2. Lally JE, et al. (2008) More in hope than expectation: A systematic review of women’s expectations and experience of pain relief in labour. http://www.biomedcentral.com/1741-7015/6/7/abstract
Protect your newborn from sickness:
Newborn immune systems are undeveloped and need antibodies from their mother’s milk to stay healthy. Studies have shown that artificially fed babies are up to 15 times more likely to be hospitalized in their first year. Breastfed babies receive a whole arsenal of immune components while formula fed babies receive none. So how to do make sure that you will be able to breastfeed? We commonly hear from mothers share that “I didn’t have enough milk” or “My baby liked the bottle better”, etc. Lacation experts say the one reason women have troubles breastfeeding is lack of support and education. Follow these steps to make sure you reach your breastfeeding goals:
- Get good information: Go to a breastfeeding class and bring your partner, family members and other care givers. It’s important they learn the basics so they can help you and won’t unintentionally sabotage your efforts. Read a breastfeeding book like “Breastfeeding Made Simple” or “The Womanly Art of Breastfeeding”. Check out www.breastfeeding.com for great articles and advice.
- Connect with nursing moms: Spend time and befriend women who successfully breastfed. Don’t take advice from people who didn’t. (I know it sounds obvious, but I made that mistake!) Look for a mother to mother support group or La Leche League meeting. Make these connections before you have your baby.
- Choose your birth location carefully: Deliver at a “Baby Friendly” hospital, birthing center or at home. Ask the hospital if they have lactation consultants to help you. Some staff nurses don’t have much lactation training and/or have never breastfed themselves. We were told by a mom recently that when she asked for help at an Anchorage hospital they gave her a bottle instead. Not good. And don’t keep any formula samples you get in the mail or from the hospital. It’s too tempting to have it in the house.
- Plan a drug free, normal birth: IVs, epidurals, c-sections and narcotic drugs in labor all make breastfeeding harder. The more drugs, fluids and painful incisions you have, the harder it will be for the baby to latch on and the longer it will take for you to produce milk. Choose midwife or obstetrician that supports natural birth. Learn about and practice mental and spiritual techniques like non-focused awareness, prayer, hypnobirthing, and visualization. Take a childbirth education class that focuses on natural birth. Find out if you will have access to a birthing tub, shower, birthing ball, food during labor, etc. Hire a doula. If you do need pain medications, ask for the lowest dosage.
- If you have concerns, get professional lactation support immediately: WIC offers free breastfeeding support for their clients. Some pediatric offices have lactation consultants on staff . You can call the hospital where you delivered and get phone help.
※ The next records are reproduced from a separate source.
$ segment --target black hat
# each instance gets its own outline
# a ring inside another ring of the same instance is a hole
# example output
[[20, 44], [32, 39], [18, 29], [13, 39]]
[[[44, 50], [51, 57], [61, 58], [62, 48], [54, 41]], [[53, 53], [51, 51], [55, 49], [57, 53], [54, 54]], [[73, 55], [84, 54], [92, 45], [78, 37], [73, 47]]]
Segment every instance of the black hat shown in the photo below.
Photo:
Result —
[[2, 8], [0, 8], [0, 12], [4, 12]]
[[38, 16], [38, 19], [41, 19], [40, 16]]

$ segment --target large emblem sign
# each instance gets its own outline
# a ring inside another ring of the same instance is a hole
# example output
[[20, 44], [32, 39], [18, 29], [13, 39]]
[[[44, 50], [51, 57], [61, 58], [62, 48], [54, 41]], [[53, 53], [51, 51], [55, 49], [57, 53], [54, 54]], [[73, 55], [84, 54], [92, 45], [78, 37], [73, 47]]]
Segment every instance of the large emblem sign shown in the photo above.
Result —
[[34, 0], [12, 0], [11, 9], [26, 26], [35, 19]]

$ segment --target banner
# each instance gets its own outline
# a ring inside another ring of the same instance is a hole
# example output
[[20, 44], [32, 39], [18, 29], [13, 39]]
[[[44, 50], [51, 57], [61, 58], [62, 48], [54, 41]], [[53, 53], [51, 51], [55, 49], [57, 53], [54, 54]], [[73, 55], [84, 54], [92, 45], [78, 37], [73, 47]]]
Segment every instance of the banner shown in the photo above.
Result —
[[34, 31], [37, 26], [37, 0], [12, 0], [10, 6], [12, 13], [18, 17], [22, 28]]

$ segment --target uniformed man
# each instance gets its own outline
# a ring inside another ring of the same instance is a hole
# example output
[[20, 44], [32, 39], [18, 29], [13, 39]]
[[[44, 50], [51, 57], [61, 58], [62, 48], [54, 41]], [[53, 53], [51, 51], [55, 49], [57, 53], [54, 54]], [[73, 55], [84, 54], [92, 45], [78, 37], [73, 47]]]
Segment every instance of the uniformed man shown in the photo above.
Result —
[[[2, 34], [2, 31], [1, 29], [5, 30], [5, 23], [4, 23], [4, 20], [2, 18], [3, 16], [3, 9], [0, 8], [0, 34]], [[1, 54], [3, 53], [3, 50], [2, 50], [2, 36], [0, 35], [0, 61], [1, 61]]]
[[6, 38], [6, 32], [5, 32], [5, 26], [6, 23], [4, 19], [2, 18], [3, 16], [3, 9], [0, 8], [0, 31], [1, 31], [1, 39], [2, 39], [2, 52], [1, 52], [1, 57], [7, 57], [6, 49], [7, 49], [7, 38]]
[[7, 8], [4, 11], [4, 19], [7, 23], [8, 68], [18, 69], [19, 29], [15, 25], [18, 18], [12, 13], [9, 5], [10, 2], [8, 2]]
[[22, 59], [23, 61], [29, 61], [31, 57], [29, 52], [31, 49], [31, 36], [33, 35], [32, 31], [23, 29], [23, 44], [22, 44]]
Most home birth and birthing center midwives will visit you in your home. ANMC has a program where they will come to your house and help you as well. LLL leaders and members are another great resource. Don’t wait to get help if things aren’t going well. Pick up the phone instead of a bottle.
- Pediatrician or nurse practitioner: Find a provider that not only supports breastfeeding but that can give you specific help and advice. Some medical schools offer ZERO lactation education. Other pediatricians have done extensive training and have breastfed their own children. Ask about their training, experience and philosophy. Consider using a nurse practicioner or naturopathic physician.
- Plan for pumping at work: Delay returning to work as long as possible. Try to arrange for job sharing, part-time, work from home or creative scheduling. Nurse your baby at night to make up for lost nursing and cuddle time. Make sure to find a place to pump before you take maternity leave. We know women who have left their jobs to go to others that were more breastfeeding friendly.
Going back to work and maintaining milk supply is a major challenge for women. Remember that even a little breastmilk is valuable and better than none at all. With enough support, you can do it!